The differences between changing easily and no changes can be explained by the atmosphere created. It depends on the people with power and influence, what they are doing and where they are coming from. The atmosphere can be conducive for changing or make desired changes almost impossible. Change the atmosphere, and the desired changes will fall into place more easily.
The atmosphere around creatives, artists and inventors is very conducive for changing. Their playing with options, solutions and scenarios supports the consideration of a change. Thinking outside the box and asking what-if questions makes it easier to go out on the skinny branches.
The atmosphere around prosecutors, spies and vigilantes works against changing. People are put on the defensive and guarded against costly exposure. Thinking about penalties, retribution or termination extinguishes the necessary optimism for changing.
Experimenters, explorers and pilot programs create a supportive atmosphere for changing. Finding out what works, trying different approaches and discovering unforeseen alternatives -- nurtures others' personal exploration of their proposed change.
Manufacturers, distributors and protectors of industries eviscerate the possibilities of changing. Too much is already a given, "business as usual" and a "cost of doing business" to seriously explore alternatives. "If it's not broken, don't fix it" overrules changing.
Subjective interpretations, playful metaphors and post modern critiques encourage changing. The rampant valuing of diversity and cultural expressions creates an atmosphere conducive for breaking out of the mold.
Objective measures, scientific analyses and normative evaluations undermine desired changes. The mood created by one right answer, by-the-book interpretations and "bad mistakes" makes changing appear foolhardy.
Battles, arguments and attacks on other's positions weakens the chances for changing. Under siege, we naturally dig in our heels, antagonize our opponents and defy their pressures to change us.

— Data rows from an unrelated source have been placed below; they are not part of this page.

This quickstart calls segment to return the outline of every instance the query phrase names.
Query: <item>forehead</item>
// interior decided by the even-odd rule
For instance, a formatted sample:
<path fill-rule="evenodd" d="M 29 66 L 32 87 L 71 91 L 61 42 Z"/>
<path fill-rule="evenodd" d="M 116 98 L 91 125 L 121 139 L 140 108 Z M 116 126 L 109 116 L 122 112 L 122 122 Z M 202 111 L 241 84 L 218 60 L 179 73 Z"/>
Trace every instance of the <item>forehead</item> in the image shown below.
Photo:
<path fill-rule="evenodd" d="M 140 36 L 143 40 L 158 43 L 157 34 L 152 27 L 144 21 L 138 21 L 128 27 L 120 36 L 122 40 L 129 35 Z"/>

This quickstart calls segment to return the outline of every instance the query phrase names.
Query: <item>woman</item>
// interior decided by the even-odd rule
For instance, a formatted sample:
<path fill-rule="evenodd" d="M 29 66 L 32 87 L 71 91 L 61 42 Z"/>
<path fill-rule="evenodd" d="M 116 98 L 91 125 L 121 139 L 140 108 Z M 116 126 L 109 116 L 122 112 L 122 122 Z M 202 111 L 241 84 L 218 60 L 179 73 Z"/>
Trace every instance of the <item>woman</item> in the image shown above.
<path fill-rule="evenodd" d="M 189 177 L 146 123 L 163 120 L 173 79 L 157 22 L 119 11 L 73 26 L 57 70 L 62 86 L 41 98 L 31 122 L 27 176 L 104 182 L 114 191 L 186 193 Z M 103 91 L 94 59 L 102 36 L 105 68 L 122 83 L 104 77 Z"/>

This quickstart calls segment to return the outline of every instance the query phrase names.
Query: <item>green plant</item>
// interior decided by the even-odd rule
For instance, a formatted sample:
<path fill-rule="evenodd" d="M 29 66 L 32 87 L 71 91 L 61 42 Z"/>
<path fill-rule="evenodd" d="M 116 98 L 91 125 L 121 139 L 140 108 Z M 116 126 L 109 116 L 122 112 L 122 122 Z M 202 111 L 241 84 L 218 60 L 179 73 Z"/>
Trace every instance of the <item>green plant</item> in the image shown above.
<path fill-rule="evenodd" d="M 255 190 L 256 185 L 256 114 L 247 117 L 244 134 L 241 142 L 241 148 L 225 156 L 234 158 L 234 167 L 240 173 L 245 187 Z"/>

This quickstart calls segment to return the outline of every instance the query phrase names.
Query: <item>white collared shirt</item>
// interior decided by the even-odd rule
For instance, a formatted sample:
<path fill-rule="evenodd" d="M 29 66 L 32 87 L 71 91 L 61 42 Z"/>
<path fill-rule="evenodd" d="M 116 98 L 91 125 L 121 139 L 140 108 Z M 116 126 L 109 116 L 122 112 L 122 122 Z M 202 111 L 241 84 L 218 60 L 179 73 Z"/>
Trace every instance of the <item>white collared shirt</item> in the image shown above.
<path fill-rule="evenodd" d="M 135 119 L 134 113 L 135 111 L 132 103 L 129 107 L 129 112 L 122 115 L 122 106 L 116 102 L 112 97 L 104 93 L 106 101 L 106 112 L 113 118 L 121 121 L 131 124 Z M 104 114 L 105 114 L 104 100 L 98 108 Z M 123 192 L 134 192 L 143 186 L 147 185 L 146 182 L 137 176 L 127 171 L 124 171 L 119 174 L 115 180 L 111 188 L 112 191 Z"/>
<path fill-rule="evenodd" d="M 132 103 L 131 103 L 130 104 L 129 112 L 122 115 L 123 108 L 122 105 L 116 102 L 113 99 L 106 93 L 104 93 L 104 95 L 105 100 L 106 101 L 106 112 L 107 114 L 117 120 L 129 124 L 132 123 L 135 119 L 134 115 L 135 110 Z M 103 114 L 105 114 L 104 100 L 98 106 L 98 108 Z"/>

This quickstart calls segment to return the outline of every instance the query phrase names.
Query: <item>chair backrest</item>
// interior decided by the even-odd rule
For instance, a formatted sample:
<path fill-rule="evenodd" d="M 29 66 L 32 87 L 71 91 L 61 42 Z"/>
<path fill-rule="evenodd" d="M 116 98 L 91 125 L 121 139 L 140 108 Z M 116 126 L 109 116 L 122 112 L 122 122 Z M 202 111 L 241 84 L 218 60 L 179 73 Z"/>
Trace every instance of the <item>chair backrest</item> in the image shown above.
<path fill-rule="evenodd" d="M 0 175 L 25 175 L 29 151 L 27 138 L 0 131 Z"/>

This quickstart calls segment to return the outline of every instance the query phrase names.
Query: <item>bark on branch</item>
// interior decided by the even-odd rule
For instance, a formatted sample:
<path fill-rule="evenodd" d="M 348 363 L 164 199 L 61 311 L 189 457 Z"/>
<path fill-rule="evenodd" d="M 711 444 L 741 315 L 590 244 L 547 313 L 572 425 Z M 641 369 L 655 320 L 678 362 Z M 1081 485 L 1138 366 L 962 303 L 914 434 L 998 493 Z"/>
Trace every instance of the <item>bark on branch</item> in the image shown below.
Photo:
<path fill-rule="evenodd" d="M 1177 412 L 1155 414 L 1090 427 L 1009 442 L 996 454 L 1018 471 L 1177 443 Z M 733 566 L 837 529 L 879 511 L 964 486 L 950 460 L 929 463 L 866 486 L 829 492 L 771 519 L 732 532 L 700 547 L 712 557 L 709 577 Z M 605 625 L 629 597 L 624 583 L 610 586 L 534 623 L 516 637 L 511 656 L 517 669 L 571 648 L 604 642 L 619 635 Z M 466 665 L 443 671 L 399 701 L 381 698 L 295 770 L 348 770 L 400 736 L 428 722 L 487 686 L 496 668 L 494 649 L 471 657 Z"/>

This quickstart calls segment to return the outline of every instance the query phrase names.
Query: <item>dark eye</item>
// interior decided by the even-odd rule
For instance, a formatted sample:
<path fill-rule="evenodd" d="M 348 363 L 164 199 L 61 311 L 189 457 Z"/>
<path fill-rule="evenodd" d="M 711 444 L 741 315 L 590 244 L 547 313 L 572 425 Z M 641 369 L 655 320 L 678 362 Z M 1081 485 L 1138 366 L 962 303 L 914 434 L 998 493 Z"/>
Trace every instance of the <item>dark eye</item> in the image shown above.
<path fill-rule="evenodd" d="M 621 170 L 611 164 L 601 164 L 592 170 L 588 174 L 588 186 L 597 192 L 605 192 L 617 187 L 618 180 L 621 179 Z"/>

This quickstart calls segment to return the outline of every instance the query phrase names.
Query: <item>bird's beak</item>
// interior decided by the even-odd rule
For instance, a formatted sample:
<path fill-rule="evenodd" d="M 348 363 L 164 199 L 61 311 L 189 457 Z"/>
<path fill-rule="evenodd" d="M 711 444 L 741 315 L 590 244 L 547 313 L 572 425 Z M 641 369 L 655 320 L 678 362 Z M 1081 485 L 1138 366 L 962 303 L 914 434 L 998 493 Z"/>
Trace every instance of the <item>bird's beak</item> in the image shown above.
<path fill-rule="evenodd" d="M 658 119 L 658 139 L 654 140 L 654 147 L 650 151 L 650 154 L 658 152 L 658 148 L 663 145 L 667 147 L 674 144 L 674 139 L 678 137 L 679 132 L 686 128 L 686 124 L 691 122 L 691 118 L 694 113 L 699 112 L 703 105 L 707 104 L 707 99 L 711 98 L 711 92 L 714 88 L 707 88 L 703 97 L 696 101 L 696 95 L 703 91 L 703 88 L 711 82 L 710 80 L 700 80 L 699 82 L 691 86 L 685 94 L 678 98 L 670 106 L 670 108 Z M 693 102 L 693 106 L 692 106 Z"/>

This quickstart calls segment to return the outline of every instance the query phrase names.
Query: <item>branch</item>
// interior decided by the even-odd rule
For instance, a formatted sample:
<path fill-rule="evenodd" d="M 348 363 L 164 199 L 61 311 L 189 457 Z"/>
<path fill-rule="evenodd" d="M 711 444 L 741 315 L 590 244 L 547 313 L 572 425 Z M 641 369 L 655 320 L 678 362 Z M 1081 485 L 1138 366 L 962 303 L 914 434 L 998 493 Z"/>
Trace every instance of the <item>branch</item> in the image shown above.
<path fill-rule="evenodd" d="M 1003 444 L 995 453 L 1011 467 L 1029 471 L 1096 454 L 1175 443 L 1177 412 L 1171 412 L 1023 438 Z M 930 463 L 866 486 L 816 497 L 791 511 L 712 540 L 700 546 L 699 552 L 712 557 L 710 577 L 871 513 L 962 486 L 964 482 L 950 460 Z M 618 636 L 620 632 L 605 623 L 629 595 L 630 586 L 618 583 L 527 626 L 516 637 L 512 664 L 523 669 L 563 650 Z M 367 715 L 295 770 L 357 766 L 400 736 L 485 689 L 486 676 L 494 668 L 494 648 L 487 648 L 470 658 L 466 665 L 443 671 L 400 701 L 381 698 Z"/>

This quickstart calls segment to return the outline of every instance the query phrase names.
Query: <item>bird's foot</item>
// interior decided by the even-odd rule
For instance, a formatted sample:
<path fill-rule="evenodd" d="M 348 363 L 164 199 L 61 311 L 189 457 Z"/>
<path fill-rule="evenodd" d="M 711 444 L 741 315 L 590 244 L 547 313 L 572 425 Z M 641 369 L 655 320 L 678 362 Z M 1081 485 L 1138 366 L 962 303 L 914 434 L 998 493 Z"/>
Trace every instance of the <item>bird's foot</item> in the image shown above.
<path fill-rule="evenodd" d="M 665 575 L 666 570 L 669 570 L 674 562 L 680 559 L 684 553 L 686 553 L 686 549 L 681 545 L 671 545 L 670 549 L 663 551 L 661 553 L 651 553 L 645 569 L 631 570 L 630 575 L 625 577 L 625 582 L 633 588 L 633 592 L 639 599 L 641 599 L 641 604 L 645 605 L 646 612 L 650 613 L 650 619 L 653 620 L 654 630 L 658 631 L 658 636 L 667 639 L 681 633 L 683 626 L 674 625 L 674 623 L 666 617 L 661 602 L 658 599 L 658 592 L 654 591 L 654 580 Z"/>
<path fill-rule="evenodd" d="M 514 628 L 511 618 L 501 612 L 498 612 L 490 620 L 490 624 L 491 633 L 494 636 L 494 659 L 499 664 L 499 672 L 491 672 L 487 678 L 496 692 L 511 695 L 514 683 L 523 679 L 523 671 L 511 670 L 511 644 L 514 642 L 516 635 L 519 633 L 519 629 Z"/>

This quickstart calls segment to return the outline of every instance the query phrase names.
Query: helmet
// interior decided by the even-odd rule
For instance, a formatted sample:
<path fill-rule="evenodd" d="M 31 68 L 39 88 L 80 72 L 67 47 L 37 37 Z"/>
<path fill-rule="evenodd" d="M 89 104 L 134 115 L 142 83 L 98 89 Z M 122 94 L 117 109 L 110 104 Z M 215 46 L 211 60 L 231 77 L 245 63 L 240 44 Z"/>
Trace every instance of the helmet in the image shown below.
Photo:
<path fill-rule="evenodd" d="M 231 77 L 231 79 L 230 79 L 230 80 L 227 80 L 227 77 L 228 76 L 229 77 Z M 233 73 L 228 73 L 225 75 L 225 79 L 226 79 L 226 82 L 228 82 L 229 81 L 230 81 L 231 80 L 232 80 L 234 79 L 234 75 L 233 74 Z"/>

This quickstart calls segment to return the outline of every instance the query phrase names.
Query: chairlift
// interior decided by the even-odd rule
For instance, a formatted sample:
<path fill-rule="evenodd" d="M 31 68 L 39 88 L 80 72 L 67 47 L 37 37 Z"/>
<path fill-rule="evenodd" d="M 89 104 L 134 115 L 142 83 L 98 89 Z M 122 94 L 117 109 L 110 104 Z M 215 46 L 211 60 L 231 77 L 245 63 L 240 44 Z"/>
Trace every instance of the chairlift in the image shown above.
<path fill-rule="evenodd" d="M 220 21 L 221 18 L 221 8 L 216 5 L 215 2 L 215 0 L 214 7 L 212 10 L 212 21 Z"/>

When thinking about getting teachers to adopt technologies in their classrooms,(see Pete Reilly's Logic Does Not Apply) -- consideration of the atmosphere suggests several alternatives:
- Start out with a fun collaboration that creates the conducive atmosphere among the people who are facing the change
- Start small so the conducive atmosphere comes from the intimate conversations among the few people involved
- Start with free-thinkers who bring the atmosphere with them and set the right tone from the start
- Start with a session to have each participant aware of contrasting atmospheres and the effects on changing that occur, in order to troubleshoot flare-ups in resistance to change and breakdowns in change efforts.